THEBUSINESSBYTES BUREAU

NEW DELHI, FEBRUARY 20, 2026

India’s ambitious Production Linked Incentive (PLI) Scheme, backed by an outlay of ₹1.91 lakh crore, is emerging as one of the country’s most consequential industrial policy interventions, catalysing large-scale investments, accelerating domestic manufacturing and strengthening export competitiveness across 14 strategic sectors. With 836 approved applications and cumulative investments exceeding ₹2.16 lakh crore, the programme is reshaping India’s production landscape while generating over 14.39 lakh direct and indirect jobs.

Since its launch in 2020, the PLI framework has marked a decisive shift from input-based subsidies to performance-linked incentives tied to incremental output, ensuring measurable outcomes in capacity creation, localisation and technology adoption. As of December 31, 2025, the scheme has delivered cumulative production and sales worth more than ₹20.41 lakh crore and exports exceeding ₹8.3 lakh crore, while ₹28,748 crore has already been disbursed to participating firms, reflecting steady implementation momentum.

The electronics sector has emerged as a flagship success, with India transforming into a major global manufacturing hub for mobile phones and IT hardware. Mobile phone imports have dropped by nearly 77 per cent since FY21, and domestic production now meets over 99 per cent of local demand. The manufacturing ecosystem has moved beyond assembly into high-value components such as printed circuit board assemblies, batteries, camera and display modules, signalling deeper integration into global value chains and rising domestic value addition.

In pharmaceuticals, the scheme has enabled the first-time domestic production of 191 bulk drugs, leading to import substitution worth about ₹1,785 crore and pushing domestic value addition to 83.7 per cent. Indigenous development of biosimilars, monoclonal antibodies and new chemical entities has strengthened export potential while enhancing supply chain resilience. Parallel progress in medical devices manufacturing, including imaging systems, implants and diagnostics, is reducing dependence on imports through globally benchmarked quality systems.
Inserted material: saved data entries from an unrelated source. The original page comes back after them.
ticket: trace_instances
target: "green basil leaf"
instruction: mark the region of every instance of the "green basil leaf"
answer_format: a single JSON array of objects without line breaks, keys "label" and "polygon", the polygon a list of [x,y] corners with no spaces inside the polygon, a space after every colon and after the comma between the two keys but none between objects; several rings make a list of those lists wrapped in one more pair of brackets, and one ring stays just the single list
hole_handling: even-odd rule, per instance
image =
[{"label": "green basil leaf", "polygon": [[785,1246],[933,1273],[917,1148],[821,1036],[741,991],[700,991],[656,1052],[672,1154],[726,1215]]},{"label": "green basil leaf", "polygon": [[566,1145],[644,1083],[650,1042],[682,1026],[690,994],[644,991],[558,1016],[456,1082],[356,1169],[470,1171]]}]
The automobile and advanced automotive technology segment is witnessing early gains, particularly in electric mobility, power electronics and safety technologies, with reported sales of ₹32,879 crore in FY26 indicating the emergence of a technology-led supplier ecosystem. Telecom and networking products have recorded more than a six-fold increase in sales over the base year, with exports touching ₹21,033 crore. A key milestone has been the deployment of an indigenous end-to-end 4G technology stack by BSNL, placing India among a select group of nations with such capabilities.
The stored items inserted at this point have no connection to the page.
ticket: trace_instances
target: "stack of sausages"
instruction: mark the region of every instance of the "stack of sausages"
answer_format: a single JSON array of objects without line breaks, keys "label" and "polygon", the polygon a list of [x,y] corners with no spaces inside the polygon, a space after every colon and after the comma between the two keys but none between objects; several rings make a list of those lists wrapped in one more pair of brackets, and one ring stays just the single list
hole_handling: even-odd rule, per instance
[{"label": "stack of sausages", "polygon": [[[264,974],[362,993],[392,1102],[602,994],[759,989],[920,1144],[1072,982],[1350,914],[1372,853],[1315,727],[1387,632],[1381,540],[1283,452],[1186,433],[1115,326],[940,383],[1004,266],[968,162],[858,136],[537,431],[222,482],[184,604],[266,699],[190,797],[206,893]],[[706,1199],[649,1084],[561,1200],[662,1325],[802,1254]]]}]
Food processing has attracted investments exceeding ₹9,200 crore, driven by the adoption of advanced processing technologies and packaging systems that are enhancing quality, efficiency and export readiness. In the white goods segment, domestic manufacturing of critical components such as compressors, motors, copper tubes and LED drivers has commenced, with domestic value addition projected to reach 75–80 per cent by FY29, strengthening the component ecosystem.
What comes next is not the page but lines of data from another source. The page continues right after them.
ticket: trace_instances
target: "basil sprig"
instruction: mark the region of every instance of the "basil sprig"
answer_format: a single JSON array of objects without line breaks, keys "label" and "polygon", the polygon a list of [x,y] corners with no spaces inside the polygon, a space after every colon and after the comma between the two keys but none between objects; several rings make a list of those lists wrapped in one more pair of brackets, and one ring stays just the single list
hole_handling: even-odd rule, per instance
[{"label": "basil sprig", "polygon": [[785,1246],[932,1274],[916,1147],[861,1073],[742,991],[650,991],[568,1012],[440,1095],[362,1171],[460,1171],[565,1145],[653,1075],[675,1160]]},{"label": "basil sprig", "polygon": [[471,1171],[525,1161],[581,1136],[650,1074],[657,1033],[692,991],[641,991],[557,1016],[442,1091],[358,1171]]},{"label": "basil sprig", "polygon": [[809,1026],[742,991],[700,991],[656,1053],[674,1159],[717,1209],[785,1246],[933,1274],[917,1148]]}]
The textiles sector is undergoing a structural shift towards high-value man-made fibre and technical textiles, supported by integration with PM MITRA Parks that enable scale, logistics efficiency and global competitiveness. Meanwhile, the high-efficiency solar PV module segment is targeting 48 GW of fully integrated manufacturing capacity across two tranches, backed by investment commitments of nearly ₹52,942 crore, a move expected to significantly reduce import dependence in the renewable energy value chain.

Collectively, these outcomes underscore a broader transition from import reliance to capability-led domestic manufacturing. The PLI Scheme is not only expanding production capacity but also fostering technology adoption, encouraging scale manufacturing and embedding Indian firms more deeply into global supply chains. By linking incentives directly to incremental output, the programme has improved transparency, ensured performance accountability and driven productivity gains.